The data set was obtained from Collaborative Research in Computational Neuroscience (CRCNS), pvc-1156 by the courtesy of the authors of57. In this experiment, spontaneous activity was measured from the primary visual cortex while a monkey viewed a CRT monitor (\(1024 \times 768\) pixels, 100 Hz refresh) displaying a uniform gray screen (luminance of roughly 40 cd/m\(^2\)). Briefly, the animal was premedicated with atropine sulfate (0.05 mg/kg) and diazepam (Valium, 1.5 mg/kg) 30 min before inducing anesthesia with ketamine HCl (10.0 mg/kg). Anesthesia was maintained throughout the experiment by a continuous intravenous infusion of sufentanil citrate. To minimize eye movements, the animal was paralyzed with a continuous intravenous infusion of vecuronium bromide (0.1 mg/kg/h). Vital signs (EEG, ECG, blood pressure, end-tidal PCO2, temperature, and lung pressure) were monitored continuously. The pupils were dilated with topical atropine and the corneas protected with gas-permeable hard contact lenses. Supplementary lenses were used to bring the retinal image into focus by direct ophthalmoscopy and later adjusted the refraction further to optimize the response of recorded units. Experiments typically lasted 4–5 d. All experimental procedures complied with guidelines approved by the Albert Einstein College of Medicine of Yeshiva University and New York University Animal Welfare Committees.

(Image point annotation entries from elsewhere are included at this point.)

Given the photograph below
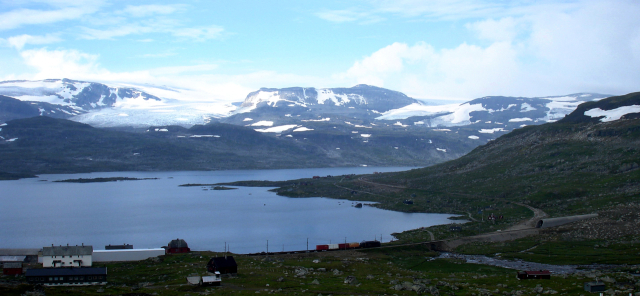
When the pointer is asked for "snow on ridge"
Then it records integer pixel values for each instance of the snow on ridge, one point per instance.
(326, 94)
(613, 114)
(520, 119)
(277, 129)
(525, 107)
(502, 109)
(263, 123)
(316, 120)
(491, 131)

Spike sorting and analysis criteria: Waveform segments were sorted off-line with an automated sorting algorithm, which clustered similarly shaped waveforms using a competitive mixture decomposition method58. The output of this algorithm was refined by hand with custom time-amplitude window discrimination software (written in MATLAB; MathWorks) for each electrode, taking into account the waveform shape and interspike interval distribution. To quantify the quality of the recording, the signal-to-noise ratio (SNR) of each candidate unit was computed as the ratio of the average waveform amplitude to the SD of the waveform noise59,60,61. Candidates that fell below an SNR of 2.75 were discarded as multiunit recordings.